To avoid an unfeasibly long experimental time, this study measured only a section of an airliner cabin with high infection risks and obtained the infection risk distributions for the entire section in order to verify the simulation model. In the future, the contaminant concentration distributions could be measured in different cross sections for verification of the COVID-19 infection risks obtained by these simulations in an airliner cabin. Furthermore, this paper focused only on the aerosol transmission of COVID-19. The virus can also be spread through droplets and skin contact, and pathogens deposited on surfaces may resuspend in the air and be inhaled by other passengers. These transmission channels in airliner cabins are worthy of further study. In addition, this paper mainly focused on the relative infection risks under the two ventilation systems. The operating scenario was one in which the passengers were sitting upright, and communication between passengers was not considered. The effects of activities (walking, talking etc.) among airline passengers on infection risk also merit further study.

Conclusions

Healthy and comfortable environments in the cabins of commercial airliners are essential for passengers and crew members. In this study, two air distribution systems (direct ventilation and mixing ventilation) were studied in a seven-row single-aisle airliner cabin mockup, and the risk of COVID-19 infection for passengers was evaluated with the use of the Wells-Riley equation. This investigation aimed to provide theoretical support for the choice of ventilation system in an airliner.

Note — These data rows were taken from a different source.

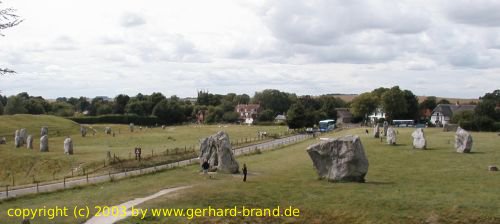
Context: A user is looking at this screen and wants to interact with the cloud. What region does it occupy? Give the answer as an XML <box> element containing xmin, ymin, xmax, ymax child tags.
<box><xmin>120</xmin><ymin>12</ymin><xmax>146</xmax><ymax>28</ymax></box>
<box><xmin>444</xmin><ymin>0</ymin><xmax>500</xmax><ymax>27</ymax></box>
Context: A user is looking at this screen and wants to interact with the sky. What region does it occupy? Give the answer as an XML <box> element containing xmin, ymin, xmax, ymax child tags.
<box><xmin>0</xmin><ymin>0</ymin><xmax>500</xmax><ymax>98</ymax></box>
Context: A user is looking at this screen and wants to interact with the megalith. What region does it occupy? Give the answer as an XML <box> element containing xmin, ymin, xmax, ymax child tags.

The main findings of the study are as follows.

There were advantages and disadvantages in terms of thermal comfort in both the DV and MV systems. Drafts affect the thermal comfort under MV, and an excessively high vertical temperature difference from head to ankles affects the thermal comfort under DV.

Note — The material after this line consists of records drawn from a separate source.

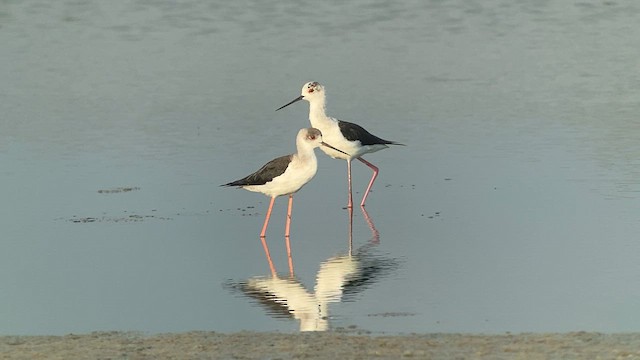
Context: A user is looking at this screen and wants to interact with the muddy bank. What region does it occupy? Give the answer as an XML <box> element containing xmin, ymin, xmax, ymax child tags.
<box><xmin>0</xmin><ymin>332</ymin><xmax>640</xmax><ymax>359</ymax></box>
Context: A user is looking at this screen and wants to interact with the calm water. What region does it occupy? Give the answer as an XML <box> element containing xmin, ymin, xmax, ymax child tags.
<box><xmin>0</xmin><ymin>0</ymin><xmax>640</xmax><ymax>335</ymax></box>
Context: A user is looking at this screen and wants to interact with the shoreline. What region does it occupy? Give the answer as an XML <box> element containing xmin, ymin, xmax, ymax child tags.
<box><xmin>0</xmin><ymin>331</ymin><xmax>640</xmax><ymax>360</ymax></box>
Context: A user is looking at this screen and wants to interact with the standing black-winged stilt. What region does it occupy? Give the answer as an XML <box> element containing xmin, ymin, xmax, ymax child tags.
<box><xmin>220</xmin><ymin>128</ymin><xmax>347</xmax><ymax>237</ymax></box>
<box><xmin>276</xmin><ymin>81</ymin><xmax>404</xmax><ymax>208</ymax></box>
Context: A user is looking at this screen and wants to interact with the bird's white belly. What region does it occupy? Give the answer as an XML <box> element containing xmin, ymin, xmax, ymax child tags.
<box><xmin>244</xmin><ymin>158</ymin><xmax>318</xmax><ymax>197</ymax></box>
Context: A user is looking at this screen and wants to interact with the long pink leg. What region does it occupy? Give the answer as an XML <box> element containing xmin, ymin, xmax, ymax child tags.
<box><xmin>260</xmin><ymin>237</ymin><xmax>277</xmax><ymax>277</ymax></box>
<box><xmin>284</xmin><ymin>194</ymin><xmax>293</xmax><ymax>237</ymax></box>
<box><xmin>347</xmin><ymin>159</ymin><xmax>353</xmax><ymax>209</ymax></box>
<box><xmin>348</xmin><ymin>208</ymin><xmax>353</xmax><ymax>256</ymax></box>
<box><xmin>284</xmin><ymin>194</ymin><xmax>293</xmax><ymax>277</ymax></box>
<box><xmin>358</xmin><ymin>157</ymin><xmax>378</xmax><ymax>206</ymax></box>
<box><xmin>360</xmin><ymin>206</ymin><xmax>380</xmax><ymax>244</ymax></box>
<box><xmin>260</xmin><ymin>197</ymin><xmax>276</xmax><ymax>237</ymax></box>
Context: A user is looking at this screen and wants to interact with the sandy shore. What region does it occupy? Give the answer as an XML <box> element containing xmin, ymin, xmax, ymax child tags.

Although monodisperse particles were used in a previous study to calculate infection risk, polydisperse particles should be employed for more accurate calculation of the risk of infection in airliner cabins.

At the beginning of the epidemic, the infection risk under DV was lower than that under MV. However, in the middle and late stages of the epidemic, mask-wearing by passengers can greatly reduce the infection risk under MV, and it becomes approximately equal to the risk under DV.

Declaration of competing interest

The authors declare that they have no known competing financial interests or personal relationships that could have appeared to influence the work reported in this paper.